読んだきっかけ
第一に表紙のデザインが良かったこと、第二に猪熊さんの本だということ、第三に気象に関する固い説明を柔らかく表現されているんじゃないかと思ったこと。気象に関するの文言は目に見えないものが多く、具体的な事象と紐付くことが少ないので、なかなか頭に入らない。
読んでわかったこと、変わったこと
各章の章だても絵本みたいで可愛く、猪熊さんの専門的だが親しみやすい言葉遣い、そしてことわざを作った土地土地の人へのリスペクトが清々しい。それは地域でのことわざが、季節ごとの気圧配置、偏西風の動き、それらにより海や山によって生じる気象状況に沿って考えると理にかなっていることが多く、昔の人たちがいかに自然にたいする観察眼が優れていたかを、山男とて尊敬してやまない感が溢れてしまったんだろうと思います。

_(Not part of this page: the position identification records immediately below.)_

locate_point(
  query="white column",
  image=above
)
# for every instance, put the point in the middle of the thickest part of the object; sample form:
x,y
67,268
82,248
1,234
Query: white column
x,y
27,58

難しい説明に対して、ことわざの言う具体例が乗っかることで、わかりやすいと同時に気象を観察したり感じることが面白くなりました。
例えば、
- 「朝焼けは雨、夕焼けは晴れ」朝焼けは水蒸気に日が当たって輝いており、それによる雲が成長すると天気が悪化する。夕焼けは西の空が澄んでいることで空が焼けているように見えるもので、湿った空気や雲が発生していないことから明日は晴れになる。
- 「雷がなると梅雨明け」梅雨前線が太平洋高気圧の発達によって北上していくと梅雨明けとなり、代わりに地上が熱せられることにより大気が不安定となることが多くなり雷が発生することが多くなる。
- 「朝霧は晴れ」朝霧は、降った雨による水蒸気が、その日の夜に晴れて無風状態になると地面の熱が上空に逃げた結果、地面の上の空気が冷やされることで、水蒸気が水滴となることで発生する。夜に無風状態で冷やされたということは放射冷却があったということで、そのような雲がない日は晴れとなる。
他、季節感に関することわざ「暑さ寒さも彼岸まで」。彼岸とは春分と秋分の日を中日として前後3日ずつの期間。春分を堺に大雪になることは少なくなり、秋分を堺に真夏日はなくなる。